I am terrified. I mean, really scared. I have a date with coworker. I mean, a 'real' 'date' date.  Next week. We went to lunch today, and when we got back into the car, he went all silent and serious for a minute, then asked me, 'I have a question for you, do you want to go on a date with me, I mean a real date, you know, a 'date' date.'   I said yes.

Nervous tension.. Wow, you should have felt the energy in the car. We drove back to the office in virtual silence, both of us a bit to shocked, I think, to talk much.

   I am such an idiot. It's just a date, right?  What's the big freakin' deal?

I realized last night that what I'm scared of is really feeling anything. I spend so much of my life numbed out,trying to avoid it in various ways.

Last night with Master, I had a moment of realizing that what I am really scared of by the thought of sex right now, is actually FEELING something. I remembered the first orgasm I ever had, it was SO intense, I was about 3, and had discovered that 'down there' was pleasurable, and suddenly there was this big intense and overwhelming rush of feeling and pleasure, and it scared me! I didn't know what was happening, and I remember being afraid that I was somehow not normal.

I guess this week, the instances of total bliss I have felt in my body when I was with Master is the same thing. Interesting that this should come up now.  Nothing is unrelated.  This realization feels like a Big Deal. Sex is a HUGE part of conducting spiritual energy in the body. 'Ordinary' sex has been felt by me before now to be a limitation on feeling the spirit current move freely. If that energy is really allowed to flow, it is felt as a whole bodily thing, not just localized to the genitals. I mean, wouldn't you want an orgasm in your whole body???
People accept second best. I did, for most of my life. I am starting to feel that I need to move past that now though, and move into whole bodily feeling and pleasure. 

So I wrote to Master. I told him that part, but not the part about the date. We'll just take that as it comes. I am a bit wary of dating somebody in the office, and MORE than a bit wary of my tendencies and patterns and emotional complications. (And yes, scared Master will nix it. I don't want 'dad' to take away my fun! But that's just a fear, MY fear, Master never does what I might expect or predict.) It's only a date, right? What's the big deal? I think that needs to be my mantra for the next while. KISS. Keep It Simple, Stupid.

Couldn't resist telling 3 of my gfs in the office.  Uh oh.  I dunno, I think I just had to confirm the reality of it.

It's an awesome moment, isn't it, when you first find out the person you'd like to fuck wants to fuck you, too? Delicious.. Like a giant rollercoaster when your stomach flips over, only it takes your pussy with it.  

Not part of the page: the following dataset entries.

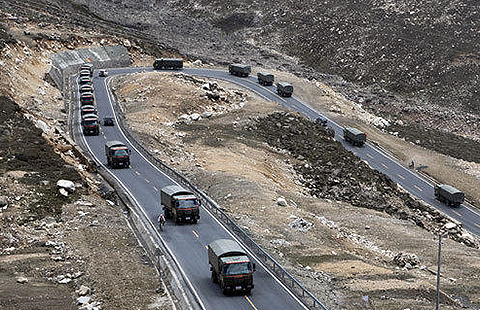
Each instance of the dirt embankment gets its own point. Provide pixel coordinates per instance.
(363, 247)
(55, 249)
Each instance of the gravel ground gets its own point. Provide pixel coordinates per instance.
(342, 248)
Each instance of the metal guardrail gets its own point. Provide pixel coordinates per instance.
(286, 278)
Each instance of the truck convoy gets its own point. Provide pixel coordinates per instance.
(265, 78)
(449, 195)
(354, 136)
(90, 125)
(230, 266)
(284, 89)
(168, 63)
(180, 204)
(88, 109)
(239, 69)
(118, 154)
(87, 99)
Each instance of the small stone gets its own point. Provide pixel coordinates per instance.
(22, 280)
(66, 184)
(83, 300)
(83, 290)
(282, 202)
(63, 192)
(450, 226)
(207, 114)
(65, 281)
(195, 116)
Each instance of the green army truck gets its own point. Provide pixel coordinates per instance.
(180, 204)
(230, 266)
(449, 195)
(354, 136)
(90, 125)
(265, 78)
(239, 69)
(284, 89)
(168, 63)
(118, 154)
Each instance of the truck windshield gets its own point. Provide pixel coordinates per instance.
(187, 203)
(120, 153)
(237, 268)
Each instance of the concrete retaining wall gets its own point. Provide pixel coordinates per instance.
(67, 63)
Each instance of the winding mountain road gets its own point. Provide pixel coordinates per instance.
(187, 242)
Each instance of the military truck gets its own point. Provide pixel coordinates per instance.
(85, 80)
(118, 154)
(87, 66)
(354, 136)
(87, 99)
(449, 195)
(180, 204)
(284, 89)
(88, 109)
(265, 78)
(321, 123)
(90, 125)
(239, 69)
(86, 89)
(230, 266)
(168, 63)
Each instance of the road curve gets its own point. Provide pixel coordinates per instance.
(187, 242)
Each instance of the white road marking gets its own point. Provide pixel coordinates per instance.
(456, 213)
(418, 188)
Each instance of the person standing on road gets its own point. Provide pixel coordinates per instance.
(161, 221)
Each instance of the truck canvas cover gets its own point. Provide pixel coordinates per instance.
(451, 190)
(354, 131)
(227, 247)
(117, 144)
(176, 190)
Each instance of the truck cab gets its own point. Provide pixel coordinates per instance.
(90, 125)
(180, 204)
(230, 266)
(118, 154)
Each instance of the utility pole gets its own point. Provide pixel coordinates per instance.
(438, 269)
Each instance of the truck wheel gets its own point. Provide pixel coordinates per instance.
(214, 277)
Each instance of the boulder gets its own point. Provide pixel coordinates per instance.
(67, 185)
(282, 202)
(63, 192)
(406, 260)
(195, 116)
(22, 280)
(3, 201)
(450, 226)
(207, 114)
(83, 290)
(301, 225)
(184, 118)
(83, 300)
(42, 125)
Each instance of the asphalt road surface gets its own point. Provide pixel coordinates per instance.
(188, 242)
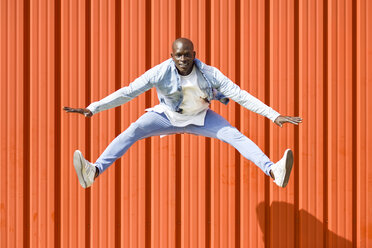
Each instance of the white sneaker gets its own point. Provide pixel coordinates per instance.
(84, 170)
(282, 169)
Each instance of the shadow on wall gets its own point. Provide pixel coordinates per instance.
(311, 232)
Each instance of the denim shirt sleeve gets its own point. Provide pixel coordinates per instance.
(125, 94)
(233, 91)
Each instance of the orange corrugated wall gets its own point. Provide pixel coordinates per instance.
(309, 58)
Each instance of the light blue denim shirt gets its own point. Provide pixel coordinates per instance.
(165, 78)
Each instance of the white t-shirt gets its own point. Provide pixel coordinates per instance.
(194, 107)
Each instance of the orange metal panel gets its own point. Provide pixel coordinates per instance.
(307, 58)
(364, 173)
(311, 104)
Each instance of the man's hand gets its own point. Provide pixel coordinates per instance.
(85, 112)
(280, 120)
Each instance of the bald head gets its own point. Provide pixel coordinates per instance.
(183, 55)
(182, 42)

Mars and Venus are conjunct very near my Uranus today. Interesting. (Gosh, that sounds somewhat rude!)

Was idly wondering how coworker would deal with a little kink, too.. But I think I just have to get through the regular stuff first!
There's also the fear that I will freak him out. I am a strong woman, with a lot of energy, and sometimes guys feel that and it freaks them out, I have had that happen several times in the past. Look what happened with A!  He ran away as soon as things got out of his comfort zone. The first mention of some kink, and he was off like a shot! That really upset me.
I guess I just have to take that risk again.